Obtain the debug message:

...
----------------    ------------------
|  0000000120  |    | message length |
| 02572 | R--- |    |  type | flags  |
|  0000000001  |    | sequence number|
|  0000000000  |    |     port ID    |
----------------    ------------------
| 02 00 00 00  |    |  extra header  |
|00011|--|00001|    |len |flags| type|
| 66 69 6c 74  |    |      data      |   f i l t
| 65 72 00 00  |    |      data      |   e r    
|00010|--|00002|    |len |flags| type|
| 69 70 53 65  |    |      data      |   i p S e
| 74 00 00 00  |    |      data      |   t      
|00008|--|00004|    |len |flags| type|
| 00 00 00 01  |    |      data      |          
|00068|N-|00003|    |len |flags| type|
|00024|N-|00001|    |len |flags| type|
|00008|--|00003|    |len |flags| type|
| 00 00 00 01  |    |      data      |          
|00012|N-|00001|    |len |flags| type|
|00008|--|00001|    |len |flags| type|
| 00 00 00 00  |    |      data      |          
|00016|N-|00002|    |len |flags| type|
|00012|N-|00001|    |len |flags| type|
|00008|--|00001|    |len |flags| type|
| 0a 22 0b b3  |    |      data      |     "    
|00024|N-|00003|    |len |flags| type|
|00008|--|00003|    |len |flags| type|
| 00 00 00 01  |    |      data      |          
|00012|N-|00001|    |len |flags| type|
|00008|--|00001|    |len |flags| type|
| 0a 22 0b b4  |    |      data      |     "    
----------------    ------------------
...

Use nf_tables.h from either netfilter or linux source code: https://git.netfilter.org/libnftnl/tree/include/linux/netfilter/nf_tables.h

The 2572 as message type marks the NFT_MSG type:

>>> bin(2572)
'0b101000001100'

Checking for message types in source code: https://git.netfilter.org/libnftnl/tree/include/linux/netfilter/nf_tables.h?id=3eaa940bc33a3186dc7ba1e30640ec79b5f261b9#n101, index in the enum corresponds to its value, so NFT_MSG_NEWSETELEM is 12:

>>> bin(12)
'0b1100'

The last 8 bits in the type are the same, so we can conclude that this is a message for adding a new set element.

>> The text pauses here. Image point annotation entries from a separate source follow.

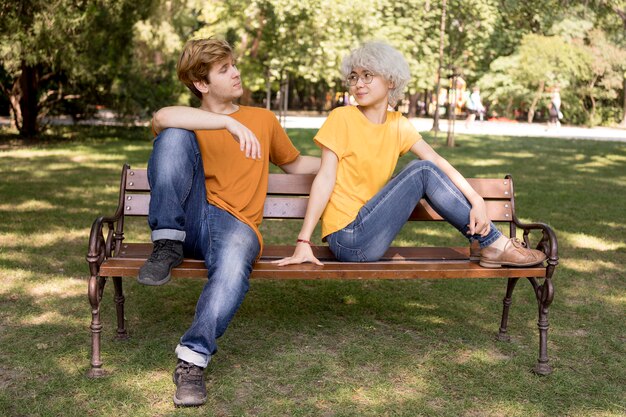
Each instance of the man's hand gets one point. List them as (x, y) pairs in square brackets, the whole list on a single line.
[(303, 253), (248, 143)]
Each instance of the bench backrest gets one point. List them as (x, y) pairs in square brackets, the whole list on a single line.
[(287, 196)]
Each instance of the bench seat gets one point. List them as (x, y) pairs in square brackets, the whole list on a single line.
[(398, 263), (113, 255)]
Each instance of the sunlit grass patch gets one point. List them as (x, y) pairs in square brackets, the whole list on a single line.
[(331, 348), (596, 243)]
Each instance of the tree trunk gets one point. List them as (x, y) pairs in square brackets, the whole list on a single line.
[(442, 30), (413, 98), (28, 84), (623, 124), (533, 105), (268, 90)]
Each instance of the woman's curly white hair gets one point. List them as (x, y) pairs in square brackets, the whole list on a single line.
[(381, 59)]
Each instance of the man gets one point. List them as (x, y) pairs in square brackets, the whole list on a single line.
[(208, 192)]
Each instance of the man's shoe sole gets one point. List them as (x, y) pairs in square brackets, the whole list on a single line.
[(161, 282), (486, 264)]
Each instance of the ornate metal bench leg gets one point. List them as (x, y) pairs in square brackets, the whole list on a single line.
[(119, 307), (545, 295), (510, 286), (95, 290)]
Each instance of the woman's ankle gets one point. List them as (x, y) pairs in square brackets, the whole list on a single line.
[(499, 243)]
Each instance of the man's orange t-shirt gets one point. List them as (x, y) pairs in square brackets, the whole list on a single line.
[(238, 184)]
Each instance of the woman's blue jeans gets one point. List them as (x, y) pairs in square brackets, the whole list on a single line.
[(179, 211), (380, 219)]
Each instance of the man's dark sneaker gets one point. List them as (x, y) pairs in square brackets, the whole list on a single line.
[(157, 270), (190, 387)]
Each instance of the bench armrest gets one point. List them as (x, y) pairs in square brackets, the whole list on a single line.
[(548, 243), (100, 248)]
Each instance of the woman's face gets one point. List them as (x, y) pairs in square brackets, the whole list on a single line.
[(369, 89)]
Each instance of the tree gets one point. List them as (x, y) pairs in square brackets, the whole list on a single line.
[(58, 52)]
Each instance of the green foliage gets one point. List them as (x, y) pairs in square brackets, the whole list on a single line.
[(123, 53), (60, 52)]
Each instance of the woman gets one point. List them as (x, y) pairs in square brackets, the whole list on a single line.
[(361, 209)]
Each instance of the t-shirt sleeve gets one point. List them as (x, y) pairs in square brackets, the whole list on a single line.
[(409, 135), (334, 134), (282, 150)]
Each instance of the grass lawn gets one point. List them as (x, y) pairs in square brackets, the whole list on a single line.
[(296, 348)]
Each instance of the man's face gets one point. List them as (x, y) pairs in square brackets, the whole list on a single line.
[(225, 80)]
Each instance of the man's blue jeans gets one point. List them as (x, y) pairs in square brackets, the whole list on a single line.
[(179, 211), (380, 219)]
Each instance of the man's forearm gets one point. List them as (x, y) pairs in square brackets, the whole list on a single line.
[(189, 118)]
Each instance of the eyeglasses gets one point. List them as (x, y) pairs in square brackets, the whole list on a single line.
[(353, 78)]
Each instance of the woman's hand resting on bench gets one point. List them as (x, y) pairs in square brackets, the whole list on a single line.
[(302, 254)]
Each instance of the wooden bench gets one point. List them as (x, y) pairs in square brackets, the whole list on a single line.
[(110, 257)]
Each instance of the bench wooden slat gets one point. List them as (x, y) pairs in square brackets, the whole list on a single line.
[(271, 252), (398, 263), (339, 270), (137, 180), (295, 208)]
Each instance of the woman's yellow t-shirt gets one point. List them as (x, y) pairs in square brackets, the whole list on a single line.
[(367, 154)]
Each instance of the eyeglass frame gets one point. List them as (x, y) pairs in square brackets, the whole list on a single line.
[(354, 77)]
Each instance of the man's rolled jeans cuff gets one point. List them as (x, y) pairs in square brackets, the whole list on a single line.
[(189, 356), (171, 234)]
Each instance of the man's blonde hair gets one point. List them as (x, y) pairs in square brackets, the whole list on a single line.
[(198, 57)]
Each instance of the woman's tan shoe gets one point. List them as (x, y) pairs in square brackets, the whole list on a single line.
[(515, 253)]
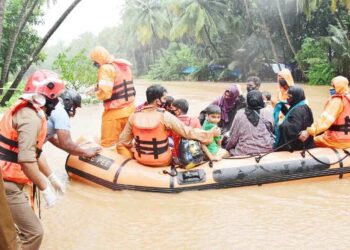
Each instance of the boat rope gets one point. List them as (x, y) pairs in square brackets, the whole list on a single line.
[(347, 153), (174, 168), (258, 157)]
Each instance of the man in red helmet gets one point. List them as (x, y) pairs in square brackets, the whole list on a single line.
[(23, 130)]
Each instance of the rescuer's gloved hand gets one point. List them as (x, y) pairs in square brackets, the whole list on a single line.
[(56, 184), (49, 197)]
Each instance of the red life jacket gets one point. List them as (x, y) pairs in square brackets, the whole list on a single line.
[(11, 170), (123, 92), (340, 129), (151, 138), (192, 122)]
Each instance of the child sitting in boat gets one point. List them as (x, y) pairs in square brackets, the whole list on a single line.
[(267, 100), (213, 150), (180, 108)]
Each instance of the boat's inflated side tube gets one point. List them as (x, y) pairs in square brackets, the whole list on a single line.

The meaning of the first 4 bits in the message type value (2560) is for you to try and conclude on your own.

Now that we know that this is a message for adding a new set element, the comment above the nf_tables_msg_types enum reveals:

 * @NFT_MSG_NEWSETELEM: create a new set element (enum nft_set_elem_attributes)

Moving to the appropriate struct: https://git.netfilter.org/libnftnl/tree/include/linux/netfilter/nf_tables.h?id=3eaa940bc33a3186dc7ba1e30640ec79b5f261b9#n422

The enum index corresponds to its integer value, so NFTA_SET_ELEM_KEY is 1, NFTA_SET_ELEM_DATA is 2 and so on.

I'm leaving further dissection of the above packet to you as an exercise.

realsyy commented 10 months ago

@turekt Yes, i can analyze a debug message as you do by doing manual work,i thought there may be a tool like nft or any other binary program which can analyze a debug message itself, all you do is just type a bash command.Thanks very much for your guidance!